Hervé tressaillit de tout son corps, ne répondit rien, cacha son visage entre ses mains ; mais bientôt, chancelant comme un homme ivre, il sentit ses genoux se dérober sous lui, et fut obligé de s’appuyer sur le bras du cordelier, qui le contemplait avec une expression de joie infernale.
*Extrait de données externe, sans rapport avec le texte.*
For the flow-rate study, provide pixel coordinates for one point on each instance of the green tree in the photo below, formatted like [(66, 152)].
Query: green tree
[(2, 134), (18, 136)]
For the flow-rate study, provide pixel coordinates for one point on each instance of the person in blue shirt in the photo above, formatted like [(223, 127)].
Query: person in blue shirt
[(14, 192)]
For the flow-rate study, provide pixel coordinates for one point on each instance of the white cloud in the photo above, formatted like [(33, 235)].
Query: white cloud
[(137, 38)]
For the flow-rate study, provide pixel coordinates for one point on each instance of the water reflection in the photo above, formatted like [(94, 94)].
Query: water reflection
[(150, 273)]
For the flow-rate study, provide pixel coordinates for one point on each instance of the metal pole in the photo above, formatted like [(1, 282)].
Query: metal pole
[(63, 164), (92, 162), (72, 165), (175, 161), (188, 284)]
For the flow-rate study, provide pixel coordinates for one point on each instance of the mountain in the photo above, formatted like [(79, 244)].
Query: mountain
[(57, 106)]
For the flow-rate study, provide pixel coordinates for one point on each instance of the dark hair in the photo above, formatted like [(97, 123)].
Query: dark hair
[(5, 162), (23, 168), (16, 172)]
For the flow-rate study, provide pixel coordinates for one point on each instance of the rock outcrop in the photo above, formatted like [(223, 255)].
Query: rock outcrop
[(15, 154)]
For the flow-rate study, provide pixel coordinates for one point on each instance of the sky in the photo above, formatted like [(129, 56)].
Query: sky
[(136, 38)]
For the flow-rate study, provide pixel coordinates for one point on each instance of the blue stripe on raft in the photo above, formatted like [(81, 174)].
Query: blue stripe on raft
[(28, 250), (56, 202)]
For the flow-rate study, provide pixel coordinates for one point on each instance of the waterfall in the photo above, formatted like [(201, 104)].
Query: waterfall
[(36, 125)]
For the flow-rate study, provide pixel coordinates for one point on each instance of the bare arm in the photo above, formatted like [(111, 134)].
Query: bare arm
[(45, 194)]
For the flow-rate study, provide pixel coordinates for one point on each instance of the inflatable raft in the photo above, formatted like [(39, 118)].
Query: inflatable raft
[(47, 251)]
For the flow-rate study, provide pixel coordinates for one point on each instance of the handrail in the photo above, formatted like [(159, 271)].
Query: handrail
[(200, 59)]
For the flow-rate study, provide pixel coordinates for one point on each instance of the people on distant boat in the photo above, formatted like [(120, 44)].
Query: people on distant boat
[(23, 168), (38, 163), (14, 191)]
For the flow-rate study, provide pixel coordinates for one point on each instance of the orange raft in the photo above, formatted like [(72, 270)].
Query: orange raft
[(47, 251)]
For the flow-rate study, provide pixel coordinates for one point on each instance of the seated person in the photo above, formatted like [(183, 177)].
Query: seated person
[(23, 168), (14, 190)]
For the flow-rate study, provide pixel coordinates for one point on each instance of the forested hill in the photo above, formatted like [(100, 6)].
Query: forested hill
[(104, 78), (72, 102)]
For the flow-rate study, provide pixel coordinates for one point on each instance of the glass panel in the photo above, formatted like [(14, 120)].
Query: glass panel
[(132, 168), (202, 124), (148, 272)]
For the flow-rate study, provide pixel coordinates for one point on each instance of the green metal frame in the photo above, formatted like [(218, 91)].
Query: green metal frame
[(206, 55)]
Le trafiquant d’indulgences s’était un moment interrompu après son abominable proposition, afin de mieux en assurer l’effet ; il reprit d’une voix de stentor :

« — Vous frémissez, mes frères ! tant mieux, cela prouve que vous comprenez l’horreur du sacrilège que je vous cite pour exemple ! or, tant plus le sacrilège est horrible, tant plus est souveraine la vertu de mes indulgences, puisqu’elles pourraient l’absoudre ! Oui, mes frères, vous auriez voulu faire violence à la mère du Sauveur, toujours vierge, et vous auriez pu accomplir ce sacrilège… qu’en payant… mais en payant largement mes indulgences, vous seriez pardonnés… Cela est plus clair que le jour[1] ! puisque le Seigneur, Notre-Seigneur Dieu, n’est plus Dieu, en cela qu’il a remis tous ses pouvoirs au pape… Mais pourquoi, direz-vous,

  1. Quoique nous ayons cité ce fait monstrueux dans notre introduction, nous croyons devoir citer de nouveau textuellement :
    …...…Sub commissariis insuper ec prædicatoribus veniarum imponere ut si quis, per impossibile, Dei genitricem, semper virginem, violasset quod, cumdem indulgentiarum vigore absolvere posset luce clarius est… (Positiones fratris J. TEZELII, quibus defendit indulgentiæ contra Lutherum. Thèse 99-100-101). Ap. Merle d’Aubigné, Histoire de la Réforme au XVIe siècle.